As an example of Topological Sort, you can think of compiling multiple OCaml files. Dependencies between files introduce a DAG (as there are no cycles), but the compiler need to process them in an order so that the dependant files would be compiled after their dependencies. This is where Topological Sort comes to the rescue.
Another (somewhat more lively) example is a professor who dresses every morning, having the following dependencies between his clothes to put on:
![_images/clothes.png](_images/clothes.png)
The graph with those dependencies can be encoded as follows:
let clothes_edges = [
(0, 8);
(0, 2);
(8, 2);
(8, 1);
(8, 7);
(3, 7);
(3, 4);
(4, 5);
(7, 5);
(6, 2);
]
while the payloads (i.e., the items of clothes) are given by the following array:
let clothes =
[|
"underpants";
"phone";
"shoes";
"shirt";
"tie";
"jacket";
"socks";
"belt";
"trousers";
|]
We can now instantiate the linked-structure-based graph via the following function:
let read_graph_and_payloads size nvalue elist elabels =
let open AdjacencyGraphs in
let g = mk_graph size in
for i = 0 to g.size - 1 do
set_payload g i nvalue.(i)
done;
List.iter (fun (s, d) -> add_edge g s d) elist;
List.iter (fun (s, d, l) -> set_edge_label g s d l) elabels;
LinkedGraphs.from_simple_adjacency_graph g
let clothes_graph =
read_graph_and_payloads 9 clothes clothes_edges
([] : (int * int * unit) list)
The image can produced by the following procedure:
let graphviz_with_payload g values out =
let eattrib e = "" in
let vattrib n = values.(n) in
let open Week_10_ReadingFiles in
let ag = LinkedGraphs.to_adjacency_graph g in
let s = graphviz_string_of_graph "digraph" " -> "
vattrib eattrib ag in
write_string_to_file out s
The procedure of the topological sort exploits the time-stamps recorded during DFS. The intuition is as follows: in the absence of cycles, the nodes with the later “exit” timestamp u_out
are the “topological predecessors” of those with smaller timestamps, and, hence, the former should be put earlier in the list.
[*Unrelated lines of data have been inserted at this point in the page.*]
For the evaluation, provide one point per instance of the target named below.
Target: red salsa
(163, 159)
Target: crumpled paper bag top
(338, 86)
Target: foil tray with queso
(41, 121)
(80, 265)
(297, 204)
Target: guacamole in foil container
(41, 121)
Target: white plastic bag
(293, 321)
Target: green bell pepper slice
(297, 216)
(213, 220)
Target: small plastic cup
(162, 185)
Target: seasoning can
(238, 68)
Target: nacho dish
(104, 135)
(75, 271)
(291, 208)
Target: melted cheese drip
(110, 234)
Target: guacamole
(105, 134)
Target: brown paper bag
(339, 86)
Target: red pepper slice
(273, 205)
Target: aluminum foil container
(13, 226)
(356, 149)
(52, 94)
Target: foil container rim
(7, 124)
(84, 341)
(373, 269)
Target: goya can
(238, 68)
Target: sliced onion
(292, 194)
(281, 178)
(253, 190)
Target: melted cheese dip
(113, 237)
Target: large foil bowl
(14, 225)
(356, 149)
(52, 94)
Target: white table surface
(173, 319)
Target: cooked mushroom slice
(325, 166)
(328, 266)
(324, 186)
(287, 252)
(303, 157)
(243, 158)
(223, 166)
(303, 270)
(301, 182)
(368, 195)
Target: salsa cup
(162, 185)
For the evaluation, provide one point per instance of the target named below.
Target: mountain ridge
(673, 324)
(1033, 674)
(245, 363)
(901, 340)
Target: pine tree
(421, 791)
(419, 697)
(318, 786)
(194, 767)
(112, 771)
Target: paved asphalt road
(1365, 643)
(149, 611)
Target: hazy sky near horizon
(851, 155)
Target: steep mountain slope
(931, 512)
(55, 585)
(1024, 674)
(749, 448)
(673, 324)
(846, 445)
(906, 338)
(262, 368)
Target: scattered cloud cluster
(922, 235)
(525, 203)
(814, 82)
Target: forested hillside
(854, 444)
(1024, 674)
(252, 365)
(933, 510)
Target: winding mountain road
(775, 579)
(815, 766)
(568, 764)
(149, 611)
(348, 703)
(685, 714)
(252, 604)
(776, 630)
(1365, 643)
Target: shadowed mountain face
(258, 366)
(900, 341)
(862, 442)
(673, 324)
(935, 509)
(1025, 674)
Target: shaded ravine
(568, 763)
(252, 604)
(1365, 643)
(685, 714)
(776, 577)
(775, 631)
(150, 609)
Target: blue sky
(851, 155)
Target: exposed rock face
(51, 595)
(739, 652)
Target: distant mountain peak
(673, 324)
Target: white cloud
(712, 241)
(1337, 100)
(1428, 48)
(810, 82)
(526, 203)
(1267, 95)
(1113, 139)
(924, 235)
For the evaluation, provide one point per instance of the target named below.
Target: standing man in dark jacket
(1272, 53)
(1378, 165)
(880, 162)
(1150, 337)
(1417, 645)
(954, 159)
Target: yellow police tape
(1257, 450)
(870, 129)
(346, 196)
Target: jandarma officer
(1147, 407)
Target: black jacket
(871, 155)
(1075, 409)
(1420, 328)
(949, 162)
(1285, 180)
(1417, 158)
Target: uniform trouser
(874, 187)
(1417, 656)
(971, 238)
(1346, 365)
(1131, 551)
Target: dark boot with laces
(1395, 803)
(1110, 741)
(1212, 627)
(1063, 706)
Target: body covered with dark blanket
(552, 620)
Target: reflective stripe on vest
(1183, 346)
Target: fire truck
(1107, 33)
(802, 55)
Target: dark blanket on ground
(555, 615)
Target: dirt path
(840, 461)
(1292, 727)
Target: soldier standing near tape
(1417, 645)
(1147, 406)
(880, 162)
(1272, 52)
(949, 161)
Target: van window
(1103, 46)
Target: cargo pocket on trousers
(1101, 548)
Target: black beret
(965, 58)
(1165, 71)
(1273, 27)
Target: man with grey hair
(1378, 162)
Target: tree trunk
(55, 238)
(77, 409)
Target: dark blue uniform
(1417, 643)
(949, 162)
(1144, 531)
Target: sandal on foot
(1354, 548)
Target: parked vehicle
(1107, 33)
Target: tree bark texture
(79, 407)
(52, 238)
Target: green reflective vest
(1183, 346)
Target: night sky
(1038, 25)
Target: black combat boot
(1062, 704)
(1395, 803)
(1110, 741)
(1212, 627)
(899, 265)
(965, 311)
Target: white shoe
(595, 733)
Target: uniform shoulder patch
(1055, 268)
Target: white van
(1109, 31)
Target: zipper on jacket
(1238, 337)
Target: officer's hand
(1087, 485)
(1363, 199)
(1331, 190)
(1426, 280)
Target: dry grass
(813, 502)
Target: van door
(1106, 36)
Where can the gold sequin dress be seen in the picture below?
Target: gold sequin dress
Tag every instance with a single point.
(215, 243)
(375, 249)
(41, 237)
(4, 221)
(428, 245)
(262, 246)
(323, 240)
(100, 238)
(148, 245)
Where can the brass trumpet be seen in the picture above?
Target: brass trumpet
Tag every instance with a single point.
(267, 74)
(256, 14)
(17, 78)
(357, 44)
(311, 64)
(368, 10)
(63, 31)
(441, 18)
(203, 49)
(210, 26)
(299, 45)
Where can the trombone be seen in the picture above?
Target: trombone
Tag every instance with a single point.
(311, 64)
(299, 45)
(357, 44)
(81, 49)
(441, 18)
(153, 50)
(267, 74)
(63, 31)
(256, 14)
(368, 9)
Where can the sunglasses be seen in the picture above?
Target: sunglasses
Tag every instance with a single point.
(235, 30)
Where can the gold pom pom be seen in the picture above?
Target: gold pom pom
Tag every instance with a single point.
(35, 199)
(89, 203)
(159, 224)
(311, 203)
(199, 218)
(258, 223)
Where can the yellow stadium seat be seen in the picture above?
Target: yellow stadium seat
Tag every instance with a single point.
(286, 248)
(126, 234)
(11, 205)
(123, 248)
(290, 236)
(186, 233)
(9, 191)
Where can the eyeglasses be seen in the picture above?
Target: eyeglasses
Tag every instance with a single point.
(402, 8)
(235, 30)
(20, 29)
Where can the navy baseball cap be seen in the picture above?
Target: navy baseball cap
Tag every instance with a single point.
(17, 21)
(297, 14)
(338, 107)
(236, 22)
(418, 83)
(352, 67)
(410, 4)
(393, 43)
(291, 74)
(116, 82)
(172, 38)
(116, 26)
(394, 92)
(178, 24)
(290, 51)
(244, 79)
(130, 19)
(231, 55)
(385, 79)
Another way to think of it is that DFS introduces a “parenthesised structure” on the subtrees of the graph, and the nodes up the tree have exit timestamps, corresponding to a parenthesis more “to the right”.
The implementation of the topological sort, thus, simply sorts the nodes in the decreasing order of the exit timestamp:
module TopologicalSort = struct
open Week_01
open NodeTable
let get_last_time m n = get_exn @@ get m n
let topo_sort g =
let (_, _, time_map, _) = GraphDFS.dfs g in
get_nodes g |>
List.sort (fun n1 n2 ->
let (_, t1) = get_last_time time_map n1 in
let (_, t2) = get_last_time time_map n2 in
if t1 < t2 then 1
else if t1 > t2 then -1
else 0)
end
For the graph of professor clothes, the topological sort returns the following sequence (which is coherent with the picture above):
utop # let l = TopologicalSort.topo_sort clothes_graph;;
utop # List.iter (fun i -> Printf.printf "%s\n" clothes.(i)) l;;
socks
shirt
tie
underpants
trousers
belt
jacket
phone
shoes
13.1.8. Testing Topological Sort¶
A simple property to check of a topological sort is that for all subsequently positioned nodes (u, v)
in its result, the node u
is not reachable from v
:
let rec all_pairs ls = match ls with
| [] -> []
| _ :: [] -> []
| h1 :: h2 :: t -> (h1, h2) :: (all_pairs (h2 :: t))
let%test _ =
let g = LinkedGraphs.parse_linked_int_graph medium_graph_shape in
let pairs = TopologicalSort.topo_sort g |> all_pairs in
List.for_all pairs ~f:(fun (s, d) -> not (is_reachable g d s))
let%test _ =
let g = clothes_graph in
let pairs = TopologicalSort.topo_sort g |> all_pairs in
List.for_all pairs ~f:(fun (s, d) -> not (is_reachable g d s))